The units come online as the city grapples with an apparently expanding unsheltered population, and a lack of housing inventory, which is making it hard to move people through the shelter system.
“We will see an impact on the homeless system with these 65 units,” Michelle Flynn, executive director of The Road Home nonprofit that will operate the complex, said during a media tour of the building on Thursday. “We are pulling people in who really have struggled to get into housing.”
The studio apartments at the Magnolia complex on 165 S. 300 East will make all the difference for the chronically homeless individuals who will soon call them home, a group made up of people Flynn said are the “most vulnerable” of the vulnerable.
But Flynn recognized that the units represent a small dent in the large demand for housing in the Salt Lake Valley, both for people experiencing homelessness and the population at large.
To help address the needs of people who are unsheltered, the county needs even more permanent supportive housing, which provides access to case workers and other services for residents, Flynn said. But she said there’s a need for many others types of housing solutions to address the diverse circumstances people face, as well.
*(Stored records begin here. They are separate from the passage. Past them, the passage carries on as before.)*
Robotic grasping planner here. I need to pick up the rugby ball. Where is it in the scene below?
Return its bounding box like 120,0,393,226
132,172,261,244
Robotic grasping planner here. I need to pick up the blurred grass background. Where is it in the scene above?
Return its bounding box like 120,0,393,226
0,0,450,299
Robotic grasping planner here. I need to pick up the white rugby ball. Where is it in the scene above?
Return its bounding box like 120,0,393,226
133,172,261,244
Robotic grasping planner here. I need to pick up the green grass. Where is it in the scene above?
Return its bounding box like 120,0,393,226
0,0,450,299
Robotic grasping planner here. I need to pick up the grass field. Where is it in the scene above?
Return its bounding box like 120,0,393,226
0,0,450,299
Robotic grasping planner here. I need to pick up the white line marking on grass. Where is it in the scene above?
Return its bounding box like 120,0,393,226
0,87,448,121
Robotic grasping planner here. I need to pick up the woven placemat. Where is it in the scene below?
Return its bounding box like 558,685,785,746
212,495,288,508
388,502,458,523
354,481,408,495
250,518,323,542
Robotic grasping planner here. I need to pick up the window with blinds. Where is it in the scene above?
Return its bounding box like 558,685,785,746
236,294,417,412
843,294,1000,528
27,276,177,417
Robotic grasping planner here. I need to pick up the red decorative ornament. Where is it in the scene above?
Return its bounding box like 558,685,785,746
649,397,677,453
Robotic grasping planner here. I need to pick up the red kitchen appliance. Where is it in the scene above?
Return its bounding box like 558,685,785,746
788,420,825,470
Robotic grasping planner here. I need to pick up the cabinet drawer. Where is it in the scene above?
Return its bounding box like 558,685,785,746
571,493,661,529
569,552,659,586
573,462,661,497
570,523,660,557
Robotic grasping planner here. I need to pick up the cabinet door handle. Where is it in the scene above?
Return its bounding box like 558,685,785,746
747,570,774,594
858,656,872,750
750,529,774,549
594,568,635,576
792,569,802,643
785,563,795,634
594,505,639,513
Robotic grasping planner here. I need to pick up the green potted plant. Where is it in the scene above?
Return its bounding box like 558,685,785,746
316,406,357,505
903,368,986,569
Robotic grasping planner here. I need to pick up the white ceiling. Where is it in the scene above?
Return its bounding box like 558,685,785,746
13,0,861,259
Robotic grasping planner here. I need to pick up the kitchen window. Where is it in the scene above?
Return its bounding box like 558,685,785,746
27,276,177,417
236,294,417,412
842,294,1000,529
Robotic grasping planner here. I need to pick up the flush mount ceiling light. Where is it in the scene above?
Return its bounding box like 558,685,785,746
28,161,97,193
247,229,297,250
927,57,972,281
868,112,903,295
“We’re looking at other types of single unit, single room-type units that have maybe a lighter version of supportive services for individuals... gentlemen or women who are working, just not making enough money, don’t really need this level of support services,” she said. “We need some of that, too.”
Among the housing solutions the city is exploring is a tiny home village leaders see as an option to help people exit homelessness and build community.
The Magnolia joins several existing permanent supportive housing complexes in the Salt Lake County area that are similarly centered around a “housing first” model that prioritizes getting people into a stable living situation so they can then address other needs in their lives.
These long-term apartments, which offer heavily subsidized or no-cost rents, have proven to be extremely successful, with retention rates of about 95% in communities located in Salt Lake County. In Utah County, such efforts have led to a 50% reduction in the homeless population over the last three years.
Unlike many permanent supportive housing projects in the Salt Lake Valley — such as The Road Home’s Palmer Court, a 201-person community retrofitted from a former Holiday Inn — the Magnolia was built with people experiencing homelessness in mind, Flynn noted.
The $17 million facility has big, open windows and the rooms are equipped with kitchen goods and bedding purchased by volunteers, including from a new Salt Lake City volunteer program, as well as two weeks of food to get them started. Residents will also have access to onsite case management and other programming.
The building has “support baked into its bones,” Salt Lake City Mayor Erin Mendenhall said at a ribbon cutting event for the facility on Thursday.
“It’s big and it’s beautiful, and it’s a place for those Salt Lakers to establish their next phases of their lives and build community, because homelessness is largely the result of a catastrophic loss of family and belonging in community,” she said. “That’s why it’s critical for us to try to reestablish connections and foster new ones, and that’s part of what this building is designed and ultimately constructed to do — not just create housing, but build community and foster relationships.”